Non-verbal acting is how John Krasinski made a name for himself. In his breakout role on The Office, his character would routinely break the fourth wall, staring silently into the camera to express his frustration, amusement, and terror. His expressive face serves him well in A Quiet Place, a horror film that has limited spoken dialogue. Krasinski’s hands are all over the film: He directed it, produced it, and co-wrote the screenplay. He takes a simple premise—a post-apocalyptic scenario where monsters can only hear you—and achieves impressive levels of suspense and dread with it.

It is a long time before anyone actually speaks in A Quiet Place. That is not a problem, since Krasinski conditions the audience toward an existence that values silence. Krasinski is part of a tight family unit: Emily Blunt plays his wife, while Millicent Simmonds and Noah Jupe play their daughter and son, respectively. Their daughter is deaf, so the family knows sign language. And since the monsters will attack based on the slightest sonic provocation, their silent communication is the key to surviving long after most of the population was wiped out.

Aside from constant vigilance over the monsters, preparations are underway since Blunt’s character is pregnant. It seems ill-advised to bring a child into a world where sound guarantees death, and yet the family has a plan. Their plan goes to shit, as it must, and the film’s climax follows them through one crisis after another.Small, elegant details of production design are what makes A Quiet Place so immersive. The entire family walks barefoot on sand to muffle their footsteps. As husband and wife, their only romantic indulgence is to slow dance while sharing iPhone ear buds in one ear each. This family does not need to be strong characters since Krasinski ruthlessly puts them in situations that engage our sympathy. One character accidentally steps on a nail, immediately covering their mouth since they dare not scream. We feel for these characters the way they might feel for a pet: Since they cannot speak, our imaginations are in overdrive over what they must be feeling. The monsters themselves are ghastly enough, but in the classic horror tradition, they are most effective when they are barely seen.

Audience participation is another key element to the film’s success. Like the characters, no one will dare make a sound during A Quiet Place. Some people hold their breath, clench their armrests, and resist the urge to scream. Krasinski internalizes how the movie-going experience can be shared, and half the fun is how he plays with expectations. If there is some smart-ass who think it is funny to yell at the screen, you will be extra justified when you tell them to shut up. When there are so many streaming options and films are available on video in a matter of months, it is terrific to have a film that practically demands a communal, borderline interactive experience.
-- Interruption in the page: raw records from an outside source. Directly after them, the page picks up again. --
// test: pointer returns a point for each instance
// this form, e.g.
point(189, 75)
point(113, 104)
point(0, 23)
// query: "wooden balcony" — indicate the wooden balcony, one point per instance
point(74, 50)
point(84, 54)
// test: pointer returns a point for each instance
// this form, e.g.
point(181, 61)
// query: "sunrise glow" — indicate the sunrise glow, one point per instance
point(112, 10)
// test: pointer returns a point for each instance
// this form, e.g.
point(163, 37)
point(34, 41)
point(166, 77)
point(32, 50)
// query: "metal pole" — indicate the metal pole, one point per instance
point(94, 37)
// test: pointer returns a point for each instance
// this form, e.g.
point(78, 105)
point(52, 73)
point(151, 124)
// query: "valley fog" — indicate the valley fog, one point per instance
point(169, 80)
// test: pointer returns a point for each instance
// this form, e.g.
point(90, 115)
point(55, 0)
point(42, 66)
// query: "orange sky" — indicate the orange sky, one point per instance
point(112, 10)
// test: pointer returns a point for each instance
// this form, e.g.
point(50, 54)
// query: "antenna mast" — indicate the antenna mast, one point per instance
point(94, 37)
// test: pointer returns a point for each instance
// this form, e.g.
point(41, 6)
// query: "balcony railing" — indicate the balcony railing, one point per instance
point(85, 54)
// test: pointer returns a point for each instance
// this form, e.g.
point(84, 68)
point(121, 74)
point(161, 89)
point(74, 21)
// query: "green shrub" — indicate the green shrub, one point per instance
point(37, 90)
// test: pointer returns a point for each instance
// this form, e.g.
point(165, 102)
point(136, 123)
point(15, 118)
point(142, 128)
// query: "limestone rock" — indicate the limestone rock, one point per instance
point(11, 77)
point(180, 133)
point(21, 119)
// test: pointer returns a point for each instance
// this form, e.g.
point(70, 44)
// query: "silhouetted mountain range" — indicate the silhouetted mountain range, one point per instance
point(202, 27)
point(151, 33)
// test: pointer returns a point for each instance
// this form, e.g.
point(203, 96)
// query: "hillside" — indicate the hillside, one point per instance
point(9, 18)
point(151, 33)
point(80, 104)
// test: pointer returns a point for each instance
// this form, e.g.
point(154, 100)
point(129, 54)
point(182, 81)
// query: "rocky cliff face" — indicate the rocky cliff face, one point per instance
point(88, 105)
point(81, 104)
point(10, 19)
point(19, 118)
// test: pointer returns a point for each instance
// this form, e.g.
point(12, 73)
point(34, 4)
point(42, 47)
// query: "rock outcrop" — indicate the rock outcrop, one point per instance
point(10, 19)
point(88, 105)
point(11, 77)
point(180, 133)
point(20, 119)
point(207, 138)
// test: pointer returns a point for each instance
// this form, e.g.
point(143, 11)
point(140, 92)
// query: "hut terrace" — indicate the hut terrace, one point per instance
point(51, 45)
The film’s biggest tension is not whether the family will survive, but what sacrifices they are willing to make. It is no spoiler that Blunt’s character will go into labor before the film is over, and to his credit, Krasinski keeps the newborn’s fate ambiguous. Do they want to add to their family, or do they want to spare a child from a life of silent terror? If A Quiet Place has any grander themes, it is about how parents fear failing their children. In the film’s few passages where dialogue is spoken, that is the only topic under discussion. Krasinski does not see A Quiet Place as allegory—the conversations only add subtext to future character decisions—but it is hard to fault him for abandoning grander ambitions. The film is too ruthless and scary for that.

Like many other horror films, A Quiet Place falls apart as you leave the theater and think about the premise. If any sound triggers the monsters, for example, what happens when the family goes to sleep? Surely one of them must snore. On top that, Krasinski relies on a musical score that telegraphs one too many emotional cues (there must be a director’s cut that has no music whatsoever). But for a lean 90 minutes, no one will have a moment to consider such detail. They will be too busy staying quiet, covering their mouths and eyes, in utter fear of what will happen next to this devoted family whose biggest problem is they are not too loud, but too optimistic.

A Quiet Place opens Friday in theaters everywhere.